L'Euro féminin se déroule aux Pays-Bas jusqu'au 6 août, et la France fait partie des favorites. Jean-Louis va-t-il suivre la compétition ? Pas sûr. A moins que...

Article rédigé par Pierre Godon
France Télévisions
Publié Mis à jour
Temps de lecture : 9min
La capitaine de l'équipe de France, Wendie Renard, au sol, lors du match France-Islande de l'Euro 2017, à Tilbourg (Pays-Bas), le 18 juillet 2017. (CARMEN JASPERSEN / DPA / AFP)

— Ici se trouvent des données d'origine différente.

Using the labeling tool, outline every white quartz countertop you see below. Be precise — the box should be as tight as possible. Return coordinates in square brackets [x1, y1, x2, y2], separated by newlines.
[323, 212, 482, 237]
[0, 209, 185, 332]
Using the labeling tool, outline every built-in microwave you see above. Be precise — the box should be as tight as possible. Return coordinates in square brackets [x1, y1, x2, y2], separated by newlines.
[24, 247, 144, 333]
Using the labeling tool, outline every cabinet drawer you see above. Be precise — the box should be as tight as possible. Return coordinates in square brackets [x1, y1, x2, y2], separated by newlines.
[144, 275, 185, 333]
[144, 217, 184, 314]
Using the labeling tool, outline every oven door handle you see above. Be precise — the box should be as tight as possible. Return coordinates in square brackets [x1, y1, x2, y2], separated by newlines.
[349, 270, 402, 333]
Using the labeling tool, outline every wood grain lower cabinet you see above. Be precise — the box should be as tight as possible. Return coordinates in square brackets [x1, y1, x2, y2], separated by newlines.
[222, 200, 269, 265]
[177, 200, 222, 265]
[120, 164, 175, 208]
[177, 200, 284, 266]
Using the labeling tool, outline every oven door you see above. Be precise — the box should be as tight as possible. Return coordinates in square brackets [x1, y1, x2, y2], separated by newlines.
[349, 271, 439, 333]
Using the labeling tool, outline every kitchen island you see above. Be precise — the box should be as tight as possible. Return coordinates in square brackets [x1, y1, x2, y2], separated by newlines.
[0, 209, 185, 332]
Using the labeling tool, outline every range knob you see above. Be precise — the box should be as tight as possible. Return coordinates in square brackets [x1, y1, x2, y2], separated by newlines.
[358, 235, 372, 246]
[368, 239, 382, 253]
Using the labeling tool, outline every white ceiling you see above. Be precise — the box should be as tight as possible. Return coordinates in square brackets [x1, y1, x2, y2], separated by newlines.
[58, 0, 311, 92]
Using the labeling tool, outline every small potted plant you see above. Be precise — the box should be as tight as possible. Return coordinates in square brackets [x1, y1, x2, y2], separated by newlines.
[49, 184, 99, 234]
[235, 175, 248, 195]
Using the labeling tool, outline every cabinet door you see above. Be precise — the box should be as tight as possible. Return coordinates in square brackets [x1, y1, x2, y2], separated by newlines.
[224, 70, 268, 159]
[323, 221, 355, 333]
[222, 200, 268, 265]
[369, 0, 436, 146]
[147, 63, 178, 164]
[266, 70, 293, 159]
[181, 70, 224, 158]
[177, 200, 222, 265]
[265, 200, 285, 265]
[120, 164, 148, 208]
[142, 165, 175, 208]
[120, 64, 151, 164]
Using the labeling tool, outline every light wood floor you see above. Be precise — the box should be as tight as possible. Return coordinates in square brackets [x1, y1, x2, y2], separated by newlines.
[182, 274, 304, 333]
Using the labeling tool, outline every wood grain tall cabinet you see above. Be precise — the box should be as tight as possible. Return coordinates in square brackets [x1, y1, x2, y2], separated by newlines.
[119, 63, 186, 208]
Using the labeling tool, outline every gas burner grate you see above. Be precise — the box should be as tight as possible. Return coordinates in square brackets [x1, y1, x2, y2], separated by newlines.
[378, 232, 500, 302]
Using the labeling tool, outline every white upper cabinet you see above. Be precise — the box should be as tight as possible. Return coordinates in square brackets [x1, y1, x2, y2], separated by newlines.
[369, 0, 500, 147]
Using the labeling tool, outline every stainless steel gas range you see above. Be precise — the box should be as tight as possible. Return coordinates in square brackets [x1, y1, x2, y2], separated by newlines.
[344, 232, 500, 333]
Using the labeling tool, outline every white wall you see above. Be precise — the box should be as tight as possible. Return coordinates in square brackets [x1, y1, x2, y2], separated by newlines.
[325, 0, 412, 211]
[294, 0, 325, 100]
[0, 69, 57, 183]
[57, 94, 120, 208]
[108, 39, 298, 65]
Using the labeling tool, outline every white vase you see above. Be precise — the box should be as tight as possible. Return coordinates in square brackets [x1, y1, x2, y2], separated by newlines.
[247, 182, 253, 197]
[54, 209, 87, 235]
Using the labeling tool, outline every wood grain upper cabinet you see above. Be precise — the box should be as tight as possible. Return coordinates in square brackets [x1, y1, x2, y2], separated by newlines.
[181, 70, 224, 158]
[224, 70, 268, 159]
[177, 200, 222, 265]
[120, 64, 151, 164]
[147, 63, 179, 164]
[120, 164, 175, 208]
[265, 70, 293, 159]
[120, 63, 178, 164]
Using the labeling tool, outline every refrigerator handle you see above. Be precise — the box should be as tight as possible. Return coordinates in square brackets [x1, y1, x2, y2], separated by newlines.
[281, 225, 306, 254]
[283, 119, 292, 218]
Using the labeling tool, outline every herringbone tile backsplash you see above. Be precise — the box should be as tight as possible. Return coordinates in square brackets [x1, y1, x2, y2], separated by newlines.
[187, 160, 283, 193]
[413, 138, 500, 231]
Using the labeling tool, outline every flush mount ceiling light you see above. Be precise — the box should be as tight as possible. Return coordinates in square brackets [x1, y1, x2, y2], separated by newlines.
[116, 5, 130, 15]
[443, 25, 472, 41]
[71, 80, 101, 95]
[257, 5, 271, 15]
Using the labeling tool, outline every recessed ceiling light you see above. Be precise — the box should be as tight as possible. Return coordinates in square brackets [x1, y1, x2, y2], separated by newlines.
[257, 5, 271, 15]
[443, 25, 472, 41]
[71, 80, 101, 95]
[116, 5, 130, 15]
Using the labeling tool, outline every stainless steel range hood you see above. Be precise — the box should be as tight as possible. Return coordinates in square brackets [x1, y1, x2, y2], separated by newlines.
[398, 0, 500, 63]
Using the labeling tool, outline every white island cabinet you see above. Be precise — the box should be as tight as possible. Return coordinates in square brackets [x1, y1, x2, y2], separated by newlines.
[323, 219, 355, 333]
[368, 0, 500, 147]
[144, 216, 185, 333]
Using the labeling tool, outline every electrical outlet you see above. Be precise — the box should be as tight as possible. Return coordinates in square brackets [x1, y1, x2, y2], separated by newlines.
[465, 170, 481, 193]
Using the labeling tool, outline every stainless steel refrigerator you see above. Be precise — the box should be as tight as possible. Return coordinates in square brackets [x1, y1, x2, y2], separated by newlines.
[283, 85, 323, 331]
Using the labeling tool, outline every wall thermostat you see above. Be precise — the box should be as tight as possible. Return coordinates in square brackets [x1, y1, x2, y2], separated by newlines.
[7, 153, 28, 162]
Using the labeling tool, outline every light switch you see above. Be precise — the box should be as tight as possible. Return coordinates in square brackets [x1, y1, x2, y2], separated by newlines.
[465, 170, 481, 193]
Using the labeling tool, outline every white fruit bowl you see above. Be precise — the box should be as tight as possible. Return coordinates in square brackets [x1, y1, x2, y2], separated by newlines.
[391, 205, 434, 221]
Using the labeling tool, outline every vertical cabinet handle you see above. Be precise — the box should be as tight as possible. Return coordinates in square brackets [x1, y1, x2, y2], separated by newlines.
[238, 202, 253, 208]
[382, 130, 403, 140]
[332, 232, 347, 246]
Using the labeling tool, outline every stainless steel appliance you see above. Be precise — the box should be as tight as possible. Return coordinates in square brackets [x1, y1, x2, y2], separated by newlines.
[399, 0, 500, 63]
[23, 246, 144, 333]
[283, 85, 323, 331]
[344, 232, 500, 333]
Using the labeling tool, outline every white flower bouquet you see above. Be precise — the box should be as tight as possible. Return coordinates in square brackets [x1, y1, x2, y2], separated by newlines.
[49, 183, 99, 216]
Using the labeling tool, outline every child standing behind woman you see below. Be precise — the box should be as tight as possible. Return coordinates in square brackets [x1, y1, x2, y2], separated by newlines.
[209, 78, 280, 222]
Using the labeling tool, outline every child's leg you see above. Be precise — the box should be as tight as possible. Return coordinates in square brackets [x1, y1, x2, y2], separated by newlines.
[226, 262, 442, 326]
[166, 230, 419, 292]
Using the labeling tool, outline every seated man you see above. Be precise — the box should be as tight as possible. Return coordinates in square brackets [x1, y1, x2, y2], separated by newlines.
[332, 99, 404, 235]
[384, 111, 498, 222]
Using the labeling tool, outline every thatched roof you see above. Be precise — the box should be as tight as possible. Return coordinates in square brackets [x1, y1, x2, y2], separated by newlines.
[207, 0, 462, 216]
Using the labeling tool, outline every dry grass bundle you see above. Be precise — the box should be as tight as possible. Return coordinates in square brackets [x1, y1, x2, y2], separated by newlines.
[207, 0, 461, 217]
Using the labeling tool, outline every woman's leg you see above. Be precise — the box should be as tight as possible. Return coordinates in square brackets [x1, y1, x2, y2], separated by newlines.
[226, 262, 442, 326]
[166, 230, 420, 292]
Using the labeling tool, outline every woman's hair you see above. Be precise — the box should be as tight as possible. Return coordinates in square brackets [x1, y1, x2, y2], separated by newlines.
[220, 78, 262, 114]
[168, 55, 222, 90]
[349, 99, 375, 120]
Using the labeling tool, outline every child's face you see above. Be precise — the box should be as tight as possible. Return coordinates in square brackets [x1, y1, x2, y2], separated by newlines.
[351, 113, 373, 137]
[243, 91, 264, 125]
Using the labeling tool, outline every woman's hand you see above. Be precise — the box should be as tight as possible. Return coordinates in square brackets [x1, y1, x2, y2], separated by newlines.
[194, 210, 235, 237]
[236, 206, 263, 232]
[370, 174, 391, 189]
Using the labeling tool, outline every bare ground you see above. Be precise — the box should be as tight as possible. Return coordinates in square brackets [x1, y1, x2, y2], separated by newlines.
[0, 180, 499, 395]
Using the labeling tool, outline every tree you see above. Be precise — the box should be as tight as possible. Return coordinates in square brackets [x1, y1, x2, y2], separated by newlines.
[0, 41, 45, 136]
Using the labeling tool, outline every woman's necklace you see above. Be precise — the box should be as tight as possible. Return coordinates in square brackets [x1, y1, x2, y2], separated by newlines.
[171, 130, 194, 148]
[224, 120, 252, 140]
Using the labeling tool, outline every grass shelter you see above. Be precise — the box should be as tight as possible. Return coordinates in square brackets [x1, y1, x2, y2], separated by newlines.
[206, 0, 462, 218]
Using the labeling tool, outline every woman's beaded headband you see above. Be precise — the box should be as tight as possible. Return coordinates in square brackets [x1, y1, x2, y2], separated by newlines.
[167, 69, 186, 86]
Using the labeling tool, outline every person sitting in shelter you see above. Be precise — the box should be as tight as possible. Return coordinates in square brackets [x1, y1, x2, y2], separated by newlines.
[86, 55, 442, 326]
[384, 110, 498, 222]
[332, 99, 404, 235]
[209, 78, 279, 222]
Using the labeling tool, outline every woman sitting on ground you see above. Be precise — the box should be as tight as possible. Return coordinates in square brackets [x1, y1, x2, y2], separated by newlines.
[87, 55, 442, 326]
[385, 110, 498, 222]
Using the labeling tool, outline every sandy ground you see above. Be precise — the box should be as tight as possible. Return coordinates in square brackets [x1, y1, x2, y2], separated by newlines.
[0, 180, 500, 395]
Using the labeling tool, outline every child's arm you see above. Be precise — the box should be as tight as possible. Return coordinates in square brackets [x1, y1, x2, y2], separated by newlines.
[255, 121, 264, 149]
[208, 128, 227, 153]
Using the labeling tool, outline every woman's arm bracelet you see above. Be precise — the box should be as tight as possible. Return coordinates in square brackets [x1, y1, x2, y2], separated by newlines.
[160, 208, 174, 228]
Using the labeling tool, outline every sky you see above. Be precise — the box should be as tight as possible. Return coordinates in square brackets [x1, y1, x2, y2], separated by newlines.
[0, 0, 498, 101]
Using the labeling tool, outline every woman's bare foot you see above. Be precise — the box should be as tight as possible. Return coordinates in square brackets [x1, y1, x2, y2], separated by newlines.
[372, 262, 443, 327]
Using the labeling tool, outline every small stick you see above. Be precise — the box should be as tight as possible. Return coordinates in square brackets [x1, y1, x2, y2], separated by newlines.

Le gigot-flageolet du repas du samedi midi pèse sur votre estomac, quand votre beau-père Jean-Louis aborde le sujet de l'Euro féminin de foot qui se déroule jusqu'au 6 août aux Pays-Bas, à la table familiale. Verre de cognac à la main, Jean-Louis argumente : il aime le foot, le vrai, les tacles au niveau du genou, les sprints à 40 km/h de Cristiano Ronaldo, les horizontales de Manuel Neuer... Il a versé sa petite larme le 12 juillet 1998, il a pleuré toutes les larmes de son corps quand Harald Schumacher a harponné Patrick Battiston lors du drame de Séville 1982.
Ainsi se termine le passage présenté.